Beckwith-Wiedemann syndrome (BWS) is characterized by cancer predisposition, overgrowth and highly variable association of macroglossia, abdominal wall defects, nephrourological anomalies, nevus flammeus, ear malformations, hypoglycemia, hemihyperplasia, and organomegaly. BWS molecular defects, causing alteration of expression or activity of the genes regulated by two imprinting centres (IC) in the 11p15 chromosomal region, are also heterogeneous.
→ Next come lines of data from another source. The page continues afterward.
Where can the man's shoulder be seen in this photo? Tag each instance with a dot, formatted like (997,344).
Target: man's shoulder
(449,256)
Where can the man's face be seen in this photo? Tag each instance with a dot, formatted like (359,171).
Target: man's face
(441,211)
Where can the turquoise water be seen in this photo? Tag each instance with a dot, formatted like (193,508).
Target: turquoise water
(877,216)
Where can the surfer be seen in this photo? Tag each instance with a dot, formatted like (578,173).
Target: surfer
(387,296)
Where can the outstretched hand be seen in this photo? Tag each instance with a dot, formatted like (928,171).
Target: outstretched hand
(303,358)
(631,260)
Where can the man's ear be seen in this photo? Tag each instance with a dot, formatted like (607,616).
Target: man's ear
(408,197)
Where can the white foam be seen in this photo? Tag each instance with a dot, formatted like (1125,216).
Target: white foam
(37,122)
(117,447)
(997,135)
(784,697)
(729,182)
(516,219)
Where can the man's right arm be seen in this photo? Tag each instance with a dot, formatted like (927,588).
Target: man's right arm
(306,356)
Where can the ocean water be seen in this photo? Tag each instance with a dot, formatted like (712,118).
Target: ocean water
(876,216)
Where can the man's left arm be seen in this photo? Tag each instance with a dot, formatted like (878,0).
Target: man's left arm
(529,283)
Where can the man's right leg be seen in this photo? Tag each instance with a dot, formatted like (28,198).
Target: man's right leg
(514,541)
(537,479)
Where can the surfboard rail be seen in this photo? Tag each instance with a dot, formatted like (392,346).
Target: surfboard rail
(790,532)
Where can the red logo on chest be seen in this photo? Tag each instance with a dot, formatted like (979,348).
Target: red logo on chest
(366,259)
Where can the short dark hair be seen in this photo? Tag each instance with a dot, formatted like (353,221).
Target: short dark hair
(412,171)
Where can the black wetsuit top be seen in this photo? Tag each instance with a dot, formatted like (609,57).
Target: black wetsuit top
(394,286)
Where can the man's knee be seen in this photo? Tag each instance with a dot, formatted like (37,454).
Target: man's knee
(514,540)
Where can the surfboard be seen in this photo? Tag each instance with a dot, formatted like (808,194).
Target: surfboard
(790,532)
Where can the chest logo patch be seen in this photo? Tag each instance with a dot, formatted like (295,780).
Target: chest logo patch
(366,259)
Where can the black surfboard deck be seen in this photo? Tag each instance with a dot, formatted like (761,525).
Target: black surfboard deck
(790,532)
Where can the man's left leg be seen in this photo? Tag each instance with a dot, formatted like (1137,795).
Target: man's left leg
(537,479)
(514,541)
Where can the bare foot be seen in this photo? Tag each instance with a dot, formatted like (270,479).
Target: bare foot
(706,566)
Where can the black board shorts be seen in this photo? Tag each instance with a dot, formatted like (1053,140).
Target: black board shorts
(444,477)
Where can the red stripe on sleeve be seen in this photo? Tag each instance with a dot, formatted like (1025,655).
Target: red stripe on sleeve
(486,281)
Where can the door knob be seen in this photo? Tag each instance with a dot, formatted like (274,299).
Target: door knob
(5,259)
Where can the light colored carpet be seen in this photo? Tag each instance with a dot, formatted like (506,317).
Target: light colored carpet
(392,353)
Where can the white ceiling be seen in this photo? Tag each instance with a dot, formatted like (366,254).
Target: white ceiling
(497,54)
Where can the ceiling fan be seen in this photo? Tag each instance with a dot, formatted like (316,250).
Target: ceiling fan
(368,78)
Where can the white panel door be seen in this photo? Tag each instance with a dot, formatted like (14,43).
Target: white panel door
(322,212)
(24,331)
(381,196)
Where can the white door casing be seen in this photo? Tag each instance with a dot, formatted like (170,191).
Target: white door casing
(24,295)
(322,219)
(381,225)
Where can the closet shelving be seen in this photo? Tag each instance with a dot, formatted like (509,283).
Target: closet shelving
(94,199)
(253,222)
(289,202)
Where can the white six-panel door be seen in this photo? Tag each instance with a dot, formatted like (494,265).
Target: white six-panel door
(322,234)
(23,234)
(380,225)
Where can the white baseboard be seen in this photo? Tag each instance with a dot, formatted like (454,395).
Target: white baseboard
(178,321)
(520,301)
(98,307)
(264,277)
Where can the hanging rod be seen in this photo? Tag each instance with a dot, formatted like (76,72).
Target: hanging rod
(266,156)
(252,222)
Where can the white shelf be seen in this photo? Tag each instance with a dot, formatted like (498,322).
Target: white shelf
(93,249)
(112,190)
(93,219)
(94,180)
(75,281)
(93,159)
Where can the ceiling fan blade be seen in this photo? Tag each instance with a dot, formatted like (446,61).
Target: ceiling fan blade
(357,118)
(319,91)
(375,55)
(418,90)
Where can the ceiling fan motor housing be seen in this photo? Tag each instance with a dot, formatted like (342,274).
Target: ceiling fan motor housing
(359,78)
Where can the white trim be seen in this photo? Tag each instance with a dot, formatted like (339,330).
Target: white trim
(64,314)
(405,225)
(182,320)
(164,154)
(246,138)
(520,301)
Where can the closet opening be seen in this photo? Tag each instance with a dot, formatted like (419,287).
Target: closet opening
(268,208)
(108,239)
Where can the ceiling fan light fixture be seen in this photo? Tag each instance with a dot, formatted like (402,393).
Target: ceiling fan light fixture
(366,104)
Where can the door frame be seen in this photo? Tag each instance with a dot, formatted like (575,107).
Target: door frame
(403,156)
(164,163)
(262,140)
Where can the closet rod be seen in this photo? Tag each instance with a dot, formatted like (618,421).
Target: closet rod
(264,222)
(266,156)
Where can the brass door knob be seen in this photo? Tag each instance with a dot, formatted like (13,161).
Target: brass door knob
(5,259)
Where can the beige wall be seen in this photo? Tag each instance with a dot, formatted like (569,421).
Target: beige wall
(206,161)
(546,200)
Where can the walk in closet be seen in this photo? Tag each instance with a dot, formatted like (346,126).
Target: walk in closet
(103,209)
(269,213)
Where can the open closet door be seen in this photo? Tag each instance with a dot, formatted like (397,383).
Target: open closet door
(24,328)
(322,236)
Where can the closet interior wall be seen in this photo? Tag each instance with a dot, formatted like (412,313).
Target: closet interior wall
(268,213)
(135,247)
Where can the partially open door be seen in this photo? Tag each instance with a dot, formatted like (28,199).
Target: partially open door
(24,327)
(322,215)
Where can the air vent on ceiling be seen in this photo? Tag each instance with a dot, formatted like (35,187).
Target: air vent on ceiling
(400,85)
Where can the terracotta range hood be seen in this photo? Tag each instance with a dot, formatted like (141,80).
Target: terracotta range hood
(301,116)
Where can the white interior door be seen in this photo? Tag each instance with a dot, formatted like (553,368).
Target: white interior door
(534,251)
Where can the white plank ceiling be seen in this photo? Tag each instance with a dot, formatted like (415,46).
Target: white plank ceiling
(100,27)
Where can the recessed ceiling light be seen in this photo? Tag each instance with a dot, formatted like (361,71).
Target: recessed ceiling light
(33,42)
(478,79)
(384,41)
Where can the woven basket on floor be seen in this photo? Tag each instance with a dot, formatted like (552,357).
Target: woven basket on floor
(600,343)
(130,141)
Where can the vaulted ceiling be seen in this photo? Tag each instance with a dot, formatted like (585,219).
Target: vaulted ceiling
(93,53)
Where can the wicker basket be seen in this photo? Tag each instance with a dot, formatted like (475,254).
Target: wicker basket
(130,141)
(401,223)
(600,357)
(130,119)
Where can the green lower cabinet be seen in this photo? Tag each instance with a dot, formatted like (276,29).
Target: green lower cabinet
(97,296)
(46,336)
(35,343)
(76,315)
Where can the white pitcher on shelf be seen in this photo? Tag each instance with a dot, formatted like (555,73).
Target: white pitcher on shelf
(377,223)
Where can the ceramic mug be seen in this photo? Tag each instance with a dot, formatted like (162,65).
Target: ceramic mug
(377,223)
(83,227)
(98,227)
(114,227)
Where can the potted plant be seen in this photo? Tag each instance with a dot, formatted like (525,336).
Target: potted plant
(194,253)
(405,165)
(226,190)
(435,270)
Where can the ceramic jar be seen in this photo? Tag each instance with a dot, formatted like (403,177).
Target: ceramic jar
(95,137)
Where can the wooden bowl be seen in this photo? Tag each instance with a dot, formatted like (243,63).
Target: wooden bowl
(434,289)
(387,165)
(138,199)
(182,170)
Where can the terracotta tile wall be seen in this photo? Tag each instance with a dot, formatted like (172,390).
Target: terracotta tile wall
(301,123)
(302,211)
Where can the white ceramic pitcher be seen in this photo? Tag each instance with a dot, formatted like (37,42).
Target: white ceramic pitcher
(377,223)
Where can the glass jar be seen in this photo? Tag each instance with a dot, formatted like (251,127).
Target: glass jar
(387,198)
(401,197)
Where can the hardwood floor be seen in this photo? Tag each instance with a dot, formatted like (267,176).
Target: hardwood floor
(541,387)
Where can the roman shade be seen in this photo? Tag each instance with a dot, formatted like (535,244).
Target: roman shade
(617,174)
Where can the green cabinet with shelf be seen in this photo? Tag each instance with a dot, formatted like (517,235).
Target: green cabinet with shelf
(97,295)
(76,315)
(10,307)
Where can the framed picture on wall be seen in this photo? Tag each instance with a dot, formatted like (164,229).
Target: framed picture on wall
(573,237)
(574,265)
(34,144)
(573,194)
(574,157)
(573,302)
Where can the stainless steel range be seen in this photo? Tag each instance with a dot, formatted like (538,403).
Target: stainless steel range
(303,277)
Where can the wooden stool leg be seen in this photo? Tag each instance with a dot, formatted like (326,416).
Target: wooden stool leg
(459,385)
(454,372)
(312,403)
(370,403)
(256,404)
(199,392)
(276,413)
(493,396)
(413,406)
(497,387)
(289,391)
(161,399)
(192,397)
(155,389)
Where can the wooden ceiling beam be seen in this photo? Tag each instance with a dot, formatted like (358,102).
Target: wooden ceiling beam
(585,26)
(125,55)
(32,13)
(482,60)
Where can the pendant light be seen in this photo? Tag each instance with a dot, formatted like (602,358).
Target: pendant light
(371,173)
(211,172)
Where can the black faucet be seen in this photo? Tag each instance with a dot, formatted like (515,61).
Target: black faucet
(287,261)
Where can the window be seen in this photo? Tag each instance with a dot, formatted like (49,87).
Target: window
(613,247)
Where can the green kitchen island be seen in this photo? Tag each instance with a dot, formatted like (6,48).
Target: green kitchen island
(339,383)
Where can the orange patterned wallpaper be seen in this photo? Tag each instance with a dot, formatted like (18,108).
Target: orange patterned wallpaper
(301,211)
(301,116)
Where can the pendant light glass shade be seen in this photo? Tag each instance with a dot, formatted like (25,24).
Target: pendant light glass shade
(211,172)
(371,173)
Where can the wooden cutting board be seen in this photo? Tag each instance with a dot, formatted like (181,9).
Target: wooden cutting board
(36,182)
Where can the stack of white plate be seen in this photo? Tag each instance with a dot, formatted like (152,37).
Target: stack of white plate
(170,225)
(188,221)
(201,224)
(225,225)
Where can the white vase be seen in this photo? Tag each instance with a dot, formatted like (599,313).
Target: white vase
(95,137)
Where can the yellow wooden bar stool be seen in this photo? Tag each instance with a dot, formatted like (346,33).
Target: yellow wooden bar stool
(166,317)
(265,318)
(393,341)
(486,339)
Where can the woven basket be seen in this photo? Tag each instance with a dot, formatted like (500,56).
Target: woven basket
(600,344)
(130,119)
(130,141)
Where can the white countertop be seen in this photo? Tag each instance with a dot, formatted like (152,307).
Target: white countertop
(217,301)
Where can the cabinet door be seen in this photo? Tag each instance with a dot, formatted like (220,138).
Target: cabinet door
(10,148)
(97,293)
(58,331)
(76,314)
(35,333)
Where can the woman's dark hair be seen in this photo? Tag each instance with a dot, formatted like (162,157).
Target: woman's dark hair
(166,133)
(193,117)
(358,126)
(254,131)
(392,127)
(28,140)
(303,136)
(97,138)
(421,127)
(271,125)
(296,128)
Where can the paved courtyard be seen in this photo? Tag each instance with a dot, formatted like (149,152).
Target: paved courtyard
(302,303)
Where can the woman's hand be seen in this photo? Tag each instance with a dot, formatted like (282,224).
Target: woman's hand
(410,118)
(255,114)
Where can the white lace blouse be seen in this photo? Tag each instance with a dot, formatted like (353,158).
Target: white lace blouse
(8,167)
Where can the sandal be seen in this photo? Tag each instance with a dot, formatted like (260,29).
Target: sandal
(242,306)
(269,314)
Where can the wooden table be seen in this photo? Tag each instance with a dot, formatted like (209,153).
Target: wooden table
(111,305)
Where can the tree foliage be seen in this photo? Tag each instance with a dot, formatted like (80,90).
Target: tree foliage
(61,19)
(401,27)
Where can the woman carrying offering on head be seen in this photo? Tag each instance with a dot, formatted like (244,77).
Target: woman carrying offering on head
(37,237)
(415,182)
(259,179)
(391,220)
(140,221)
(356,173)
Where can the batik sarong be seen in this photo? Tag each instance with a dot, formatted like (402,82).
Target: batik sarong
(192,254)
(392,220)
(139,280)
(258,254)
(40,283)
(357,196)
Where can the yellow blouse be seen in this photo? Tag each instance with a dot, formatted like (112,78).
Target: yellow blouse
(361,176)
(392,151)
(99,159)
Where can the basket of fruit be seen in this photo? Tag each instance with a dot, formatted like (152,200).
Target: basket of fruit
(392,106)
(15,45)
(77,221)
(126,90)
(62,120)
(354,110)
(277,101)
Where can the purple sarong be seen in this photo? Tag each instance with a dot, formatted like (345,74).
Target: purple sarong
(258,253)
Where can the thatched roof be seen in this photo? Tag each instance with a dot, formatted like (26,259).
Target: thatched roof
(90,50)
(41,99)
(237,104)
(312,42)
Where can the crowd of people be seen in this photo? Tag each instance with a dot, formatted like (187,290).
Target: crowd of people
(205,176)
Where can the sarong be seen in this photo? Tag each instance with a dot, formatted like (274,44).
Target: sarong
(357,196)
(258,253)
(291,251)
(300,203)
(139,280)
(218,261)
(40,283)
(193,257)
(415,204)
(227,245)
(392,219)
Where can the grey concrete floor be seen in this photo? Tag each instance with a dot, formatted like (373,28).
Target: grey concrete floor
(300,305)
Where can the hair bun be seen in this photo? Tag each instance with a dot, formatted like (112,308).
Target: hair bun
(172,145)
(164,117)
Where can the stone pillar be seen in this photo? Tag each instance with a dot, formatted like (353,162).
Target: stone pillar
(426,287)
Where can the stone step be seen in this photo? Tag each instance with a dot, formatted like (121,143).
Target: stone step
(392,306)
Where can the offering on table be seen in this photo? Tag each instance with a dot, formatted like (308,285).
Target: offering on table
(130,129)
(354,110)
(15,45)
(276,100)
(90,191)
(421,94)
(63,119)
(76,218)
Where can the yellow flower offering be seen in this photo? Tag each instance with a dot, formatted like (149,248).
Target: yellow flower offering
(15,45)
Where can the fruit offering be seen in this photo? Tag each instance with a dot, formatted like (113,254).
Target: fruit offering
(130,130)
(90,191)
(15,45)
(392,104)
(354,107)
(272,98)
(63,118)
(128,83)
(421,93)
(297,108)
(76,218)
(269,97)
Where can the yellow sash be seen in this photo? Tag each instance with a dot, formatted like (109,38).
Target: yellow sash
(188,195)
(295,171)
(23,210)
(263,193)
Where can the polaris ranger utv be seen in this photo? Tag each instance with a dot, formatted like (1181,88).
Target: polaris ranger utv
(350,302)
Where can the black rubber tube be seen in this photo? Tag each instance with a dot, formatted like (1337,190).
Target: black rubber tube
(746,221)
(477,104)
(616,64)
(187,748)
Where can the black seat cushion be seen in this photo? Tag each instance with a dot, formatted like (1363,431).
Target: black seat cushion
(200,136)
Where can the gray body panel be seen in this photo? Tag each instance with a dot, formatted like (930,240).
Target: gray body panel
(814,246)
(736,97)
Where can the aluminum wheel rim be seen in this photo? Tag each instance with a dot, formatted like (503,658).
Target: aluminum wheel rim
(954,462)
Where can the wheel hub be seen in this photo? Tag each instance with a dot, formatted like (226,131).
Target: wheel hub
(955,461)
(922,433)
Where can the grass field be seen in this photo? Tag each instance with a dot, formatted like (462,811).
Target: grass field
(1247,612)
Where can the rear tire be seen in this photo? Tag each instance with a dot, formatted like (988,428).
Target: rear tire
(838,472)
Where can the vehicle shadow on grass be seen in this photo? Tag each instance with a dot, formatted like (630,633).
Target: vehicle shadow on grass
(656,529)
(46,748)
In this paper we define (epi)genotype-phenotype correlations in molecularly confirmed BWS patients. The characteristics of 318 BWS patients with proven molecular defect were compared among the main four molecular subclasses: IC2 loss of methylation (IC2-LoM, n=190), IC1 gain of methylation (IC1-GoM, n=31), chromosome 11p15 paternal uniparental disomy (UPD, n=87), and cyclin-dependent kinase inhibitor 1C gene (CDKN1C) variants (n=10). A characteristic growth pattern was found in each group; neonatal macrosomia was almost constant in IC1-GoM, postnatal overgrowth in IC2-LoM, and hemihyperplasia more common in UPD (P<0.001). Exomphalos was more common in IC2/CDKN1C patients (P<0.001). Renal defects were typical of UPD/IC1 patients, uretheral malformations of IC1-GoM cases (P<0.001). Ear anomalies and nevus flammeus were associated with IC2/CDKN1C genotype (P<0.001). Macroglossia was less common among UPD patients (P<0.001). Wilms' tumor was associated with IC1-GoM or UPD and never observed in IC2-LoM patients (P<0.001). Hepatoblastoma occurred only in UPD cases. Cancer risk was lower in IC2/CDKN1C, intermediate in UPD, and very high in IC1 cases (P=0.009). In conclusion, (epi)genotype-phenotype correlations define four different phenotypic BWS profiles with some degree of clinical overlap. These observations impact clinical care allowing to move toward (epi) genotype-based follow-up and cancer screening.

Figure 1

Differences in the prevalence of the features in the molecular subtypes of the syndrome: (a) neonatal overgrowth, (b) postnatal overgrowth, (c) hemihyperplasia, (d) normal growth, (e) omphalocele, (f) umbilical hernia, (g) diastasis recti, (h) no abdominal wall defect, (i) macroglossia, (j) ear malformations, (k) naevus flammeus, (l) cleft palate, (m) organ enlargment, (n) renal anomalies, (o) ureteral anomalies, (p) malignant neoplasms, (q) benign neoplasms, (r) preterm birth, (s) polyhydramnios, (t) hypoglycemia. P-values in the corner of panels refer to the comparison among the four groups, P-values above columns to the comparison of each molecular subtype with the other three (non-significant values not shown).

Figure 2

Enrichment of the abdominal wall defects in the molecular groups.

Figure 3

Kaplan–Meier plot of the tumor-free interval (malignant neoplasms only) in the three main molecular subtypes of Beckwith–Wiedemann syndrome (BWS). IC2-LoM: imprinting center 2 loss of methylation, UPD: paternal uniparental disomy; IC1-GoM: imprinting center 1 gain of methylation.